Changhee Jung and Dongyoon Lee, assistant professors in computer science, received a NSF award for a project titled “Compiler and Architectural Techniques for Soft Error Resilience”. Professor Jung is the principal investigator and Professor Lee will serve as co-principal investigator. Read the full abstract below or click here:
Due to technology scaling, electronic circuits are becoming more susceptible to radiation-induced soft errors also known as transient faults. Soft errors may lead to application crash or even worse, silent data corruptions (SDC) that are not caught by the error detection logic but may cause the application to produce incorrect output. Another serious problem is the rise of detected unrecoverable errors (DUE) that often directly impact the reliability of any computer applications. The challenge is to achieve soft error resilience in a way that does not significantly increase the performance overhead, power consumption, and complexity of underlying hardware. To this end, this project designs and develops low-cost hardware/software cooperative techniques for soft error resilience.

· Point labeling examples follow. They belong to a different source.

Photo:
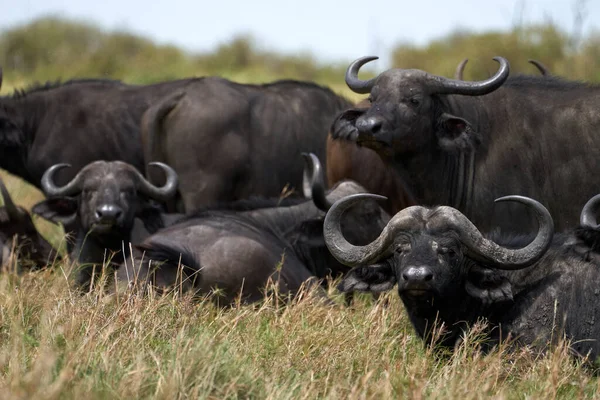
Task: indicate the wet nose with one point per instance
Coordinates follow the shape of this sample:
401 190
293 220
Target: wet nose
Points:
369 125
417 275
108 212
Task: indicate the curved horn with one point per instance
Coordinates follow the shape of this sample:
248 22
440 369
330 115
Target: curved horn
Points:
314 186
50 188
11 209
352 255
587 219
441 85
488 251
460 68
164 193
355 84
540 66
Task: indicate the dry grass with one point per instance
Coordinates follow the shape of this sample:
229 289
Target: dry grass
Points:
56 343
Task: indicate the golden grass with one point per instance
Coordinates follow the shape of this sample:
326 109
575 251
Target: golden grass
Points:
56 343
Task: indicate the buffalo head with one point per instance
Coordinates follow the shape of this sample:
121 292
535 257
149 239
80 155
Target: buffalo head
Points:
17 230
433 253
407 113
104 197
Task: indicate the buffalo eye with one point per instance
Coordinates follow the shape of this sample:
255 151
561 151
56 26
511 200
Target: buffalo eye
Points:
414 101
449 251
403 248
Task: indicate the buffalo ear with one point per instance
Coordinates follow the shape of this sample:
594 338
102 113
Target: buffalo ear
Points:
488 286
11 135
344 126
57 209
456 135
370 278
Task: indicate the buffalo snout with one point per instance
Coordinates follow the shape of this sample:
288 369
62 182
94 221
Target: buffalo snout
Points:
369 125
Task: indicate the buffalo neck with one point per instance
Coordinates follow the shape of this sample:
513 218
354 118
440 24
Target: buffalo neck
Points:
456 314
25 113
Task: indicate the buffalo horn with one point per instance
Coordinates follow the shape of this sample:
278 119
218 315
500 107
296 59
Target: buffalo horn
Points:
587 219
441 85
11 209
352 255
357 85
489 252
50 188
164 193
313 182
460 68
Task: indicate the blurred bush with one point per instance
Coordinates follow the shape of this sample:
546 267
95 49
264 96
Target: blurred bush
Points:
546 43
53 48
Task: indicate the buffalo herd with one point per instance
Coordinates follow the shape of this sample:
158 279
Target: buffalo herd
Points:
473 198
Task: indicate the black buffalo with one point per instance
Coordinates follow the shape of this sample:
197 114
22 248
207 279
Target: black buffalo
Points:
17 232
238 248
75 122
230 141
463 144
102 201
460 69
446 269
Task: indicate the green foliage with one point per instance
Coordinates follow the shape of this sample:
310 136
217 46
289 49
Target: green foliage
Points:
52 48
545 43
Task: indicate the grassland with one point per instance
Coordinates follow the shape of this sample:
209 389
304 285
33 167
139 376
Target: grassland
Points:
56 343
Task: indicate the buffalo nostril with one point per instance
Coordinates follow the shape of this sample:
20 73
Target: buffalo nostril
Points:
376 127
417 274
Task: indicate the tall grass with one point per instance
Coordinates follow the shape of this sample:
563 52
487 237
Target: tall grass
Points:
56 343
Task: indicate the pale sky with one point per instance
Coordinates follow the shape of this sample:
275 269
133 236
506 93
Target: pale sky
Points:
330 30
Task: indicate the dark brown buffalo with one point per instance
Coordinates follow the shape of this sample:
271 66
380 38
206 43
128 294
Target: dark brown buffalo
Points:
236 251
18 232
445 269
229 141
464 144
458 74
346 160
102 201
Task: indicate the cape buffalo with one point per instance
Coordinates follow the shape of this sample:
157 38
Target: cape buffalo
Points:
18 231
76 122
345 160
458 74
464 144
103 200
447 270
229 141
237 251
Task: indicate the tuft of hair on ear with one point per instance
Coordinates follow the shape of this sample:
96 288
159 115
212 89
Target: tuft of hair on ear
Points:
456 135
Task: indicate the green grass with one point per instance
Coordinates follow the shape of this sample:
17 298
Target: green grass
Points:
56 343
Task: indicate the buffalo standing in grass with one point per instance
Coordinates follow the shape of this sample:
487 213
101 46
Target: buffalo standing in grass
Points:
102 201
460 69
463 144
17 231
447 270
238 248
229 141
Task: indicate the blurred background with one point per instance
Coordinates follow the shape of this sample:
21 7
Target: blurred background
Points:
263 40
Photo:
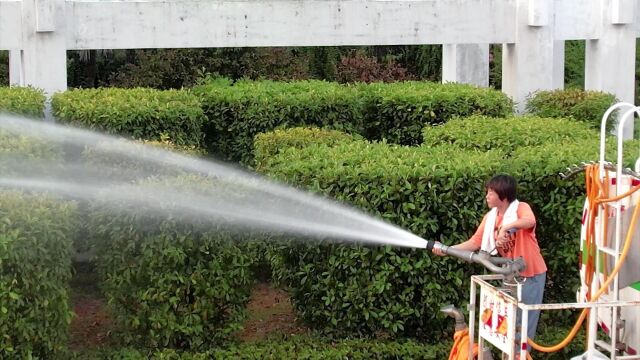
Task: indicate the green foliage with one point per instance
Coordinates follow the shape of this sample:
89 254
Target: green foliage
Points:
358 67
140 113
581 105
170 281
236 114
35 268
435 193
303 347
269 144
397 112
366 291
22 101
506 134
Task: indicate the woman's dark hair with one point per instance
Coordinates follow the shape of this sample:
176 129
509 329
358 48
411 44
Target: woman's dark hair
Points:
504 186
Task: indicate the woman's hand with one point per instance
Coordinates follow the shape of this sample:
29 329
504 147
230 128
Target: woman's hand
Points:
504 238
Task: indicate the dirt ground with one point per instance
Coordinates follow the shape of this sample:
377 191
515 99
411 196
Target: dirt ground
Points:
269 313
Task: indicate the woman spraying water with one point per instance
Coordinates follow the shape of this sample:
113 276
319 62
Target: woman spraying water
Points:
508 230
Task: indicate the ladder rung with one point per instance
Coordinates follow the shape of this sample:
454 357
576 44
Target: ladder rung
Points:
607 250
603 345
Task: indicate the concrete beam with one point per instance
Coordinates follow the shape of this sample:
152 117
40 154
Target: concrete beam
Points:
466 63
610 60
44 53
182 24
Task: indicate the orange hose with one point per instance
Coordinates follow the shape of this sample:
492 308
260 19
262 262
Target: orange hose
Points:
605 285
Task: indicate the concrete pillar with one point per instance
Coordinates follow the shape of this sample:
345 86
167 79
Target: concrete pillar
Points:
558 64
44 55
16 76
528 64
610 60
466 63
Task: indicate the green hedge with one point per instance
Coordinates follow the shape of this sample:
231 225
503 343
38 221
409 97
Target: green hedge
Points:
267 145
399 111
436 193
360 290
396 111
236 114
300 347
139 113
508 134
170 281
585 106
22 101
35 268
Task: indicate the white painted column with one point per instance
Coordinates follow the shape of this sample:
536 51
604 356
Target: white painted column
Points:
15 68
44 55
610 60
466 63
528 64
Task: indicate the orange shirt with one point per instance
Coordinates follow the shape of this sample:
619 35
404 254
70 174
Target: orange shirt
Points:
524 242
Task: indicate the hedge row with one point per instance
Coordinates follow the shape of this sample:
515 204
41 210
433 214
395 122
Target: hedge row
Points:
436 193
35 269
396 112
580 105
506 134
268 145
300 347
22 101
140 113
313 347
170 281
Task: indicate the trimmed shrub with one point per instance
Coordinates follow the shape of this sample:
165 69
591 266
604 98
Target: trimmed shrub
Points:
268 145
35 268
436 193
236 114
343 289
170 281
303 347
398 112
144 114
22 101
506 134
586 106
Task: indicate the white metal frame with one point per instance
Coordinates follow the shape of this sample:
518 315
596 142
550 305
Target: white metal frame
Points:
483 281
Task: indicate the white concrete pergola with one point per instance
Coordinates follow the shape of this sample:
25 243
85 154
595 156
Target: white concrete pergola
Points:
39 32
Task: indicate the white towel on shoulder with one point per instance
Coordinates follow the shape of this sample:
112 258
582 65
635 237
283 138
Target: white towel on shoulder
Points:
488 236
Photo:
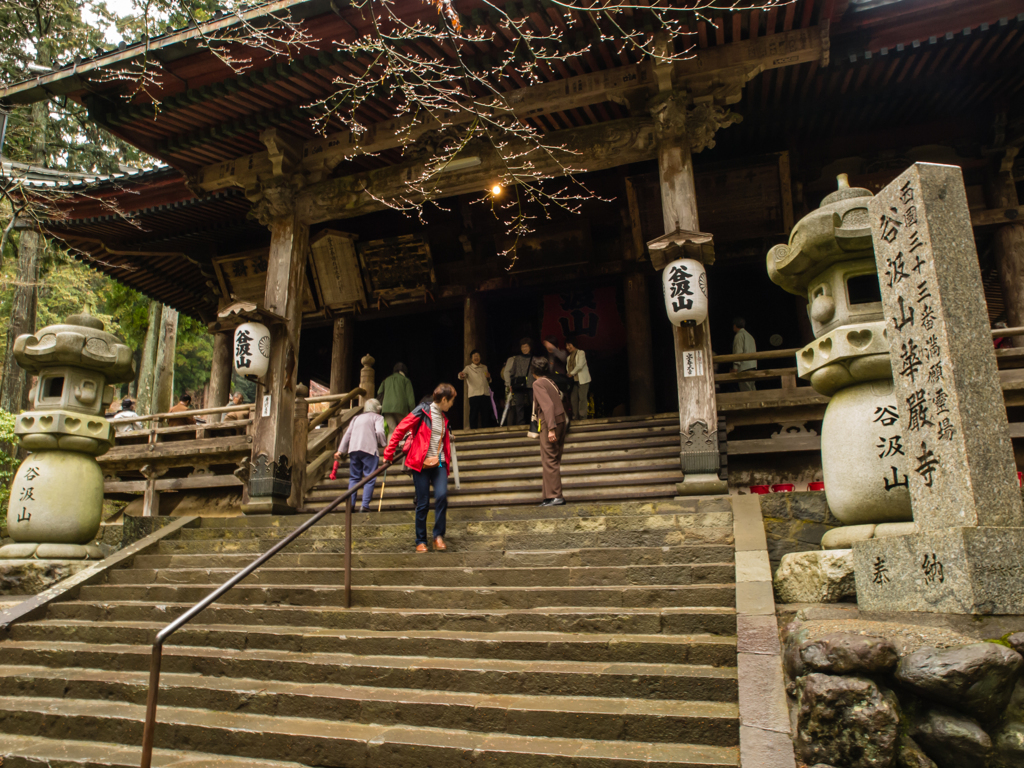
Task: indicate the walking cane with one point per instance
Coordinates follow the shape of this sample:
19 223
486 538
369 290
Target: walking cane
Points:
380 502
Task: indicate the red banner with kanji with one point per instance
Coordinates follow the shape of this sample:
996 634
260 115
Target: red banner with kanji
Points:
591 315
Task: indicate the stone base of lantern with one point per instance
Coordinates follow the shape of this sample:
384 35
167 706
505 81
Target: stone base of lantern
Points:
32 550
268 506
978 570
702 484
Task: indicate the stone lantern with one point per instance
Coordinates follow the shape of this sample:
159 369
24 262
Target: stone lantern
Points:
56 499
829 259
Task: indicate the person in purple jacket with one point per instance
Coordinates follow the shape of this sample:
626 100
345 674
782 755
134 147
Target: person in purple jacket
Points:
363 441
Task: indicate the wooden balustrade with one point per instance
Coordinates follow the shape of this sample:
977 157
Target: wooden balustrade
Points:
195 457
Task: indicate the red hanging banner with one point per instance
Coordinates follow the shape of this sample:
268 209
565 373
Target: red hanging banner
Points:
591 315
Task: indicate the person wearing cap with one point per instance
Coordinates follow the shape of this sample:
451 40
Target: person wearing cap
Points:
742 343
395 394
127 412
518 380
363 441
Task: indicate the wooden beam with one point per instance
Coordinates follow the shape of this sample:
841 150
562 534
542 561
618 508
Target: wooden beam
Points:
714 75
590 148
997 216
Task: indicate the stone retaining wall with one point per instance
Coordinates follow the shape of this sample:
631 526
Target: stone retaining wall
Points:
867 693
795 522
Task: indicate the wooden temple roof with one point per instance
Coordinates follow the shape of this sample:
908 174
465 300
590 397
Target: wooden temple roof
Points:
891 76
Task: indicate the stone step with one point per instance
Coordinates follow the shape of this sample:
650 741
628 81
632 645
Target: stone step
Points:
685 621
580 717
369 526
453 577
714 650
478 598
580 427
576 437
512 478
597 509
37 752
461 542
334 743
647 681
591 449
707 553
600 489
667 455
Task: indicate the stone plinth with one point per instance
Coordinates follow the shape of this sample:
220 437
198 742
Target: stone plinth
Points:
968 556
953 570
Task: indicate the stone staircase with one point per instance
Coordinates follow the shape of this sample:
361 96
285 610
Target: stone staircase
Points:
604 460
585 636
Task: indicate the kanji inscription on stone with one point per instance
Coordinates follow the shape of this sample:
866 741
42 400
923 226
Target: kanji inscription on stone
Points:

The resulting artifacts and technologies are expected to contribute to the nation’s competitiveness by addressing the challenge of building reliable computing systems in the presence of soft errors.
This research involves three intermediate research goals: design novel microarchitecture, that dynamically verifies the correctness of the processor core execution based on sensor-based soft error detection, to achieve soft error resilience at low cost; design a compiler that forms verifiable and recoverable regions in the presence of soft errors and provides relevant program analysis techniques; and design and develop compiler optimization and microarchitectural techniques that significantly reduce the verification overhead. This project will create tools and technologies for realization of soft error resilient computing systems, contributing fundamentally to the fault tolerance research community. Adoption of the resulting compiler and microarchitectural techniques will impact a broad range of any disciplines that need correct computation results thus requiring reliable computing systems, covering from mobile devices to high-performance large-scale computing systems. Consequently, use of the resulting technologies will make the execution of current and emerging applications much more reliable, and therefore directly affect our way of life.